# Entry level range finders?



## paslaw0311 (Apr 19, 2011)

After mis-judging distances in recent past bowhunts, im thinking i may bite the bullet and invest in a range finder. Can anyone give their opinion of something that wont break the bank to try?


----------



## Poon Chaser (Aug 22, 2006)

I picked up the Nikon ProStaff 550 at Academy (Webster) for around 150.00 in clearance. I think they had 2 more left.


----------



## tickfarm (May 11, 2006)

Being somewhat conservative in spending, OK Cheap, I bought a no-name and found it gave me different distance readings on target objects from a single position. Sent it back and bought a Nikon 550. Very accurate.........good buy.


----------



## 10ERBETTER (Feb 24, 2008)

The cheapo's are a bad idea. You will wish you had got the best that you could afford.


----------



## extgreen (Oct 26, 2011)

I'm on a budget too, i bought a Bushnell Archery range finder. It would be better to find an archery rangefinder and just bite the bullet and pay the cost.
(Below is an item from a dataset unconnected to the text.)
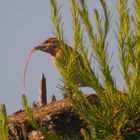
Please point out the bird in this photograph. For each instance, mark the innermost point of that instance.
(59, 58)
It's worth more to just buy one and done to buy five no name brands that don't work.


----------



## paslaw0311 (Apr 19, 2011)

I won an ebay auction for a simmons lrf-600 for 80 bucks new. I know its not gonna be something spectacular, but if it helps, maybe ill be more motivated to get a better one next go round.


----------



## salth2o (Sep 21, 2004)

I bought a Bushnell Arc 1200 online somewhere for less than $250. I suggest you dont skimp on something like this, but do your homework and find one on sale.


----------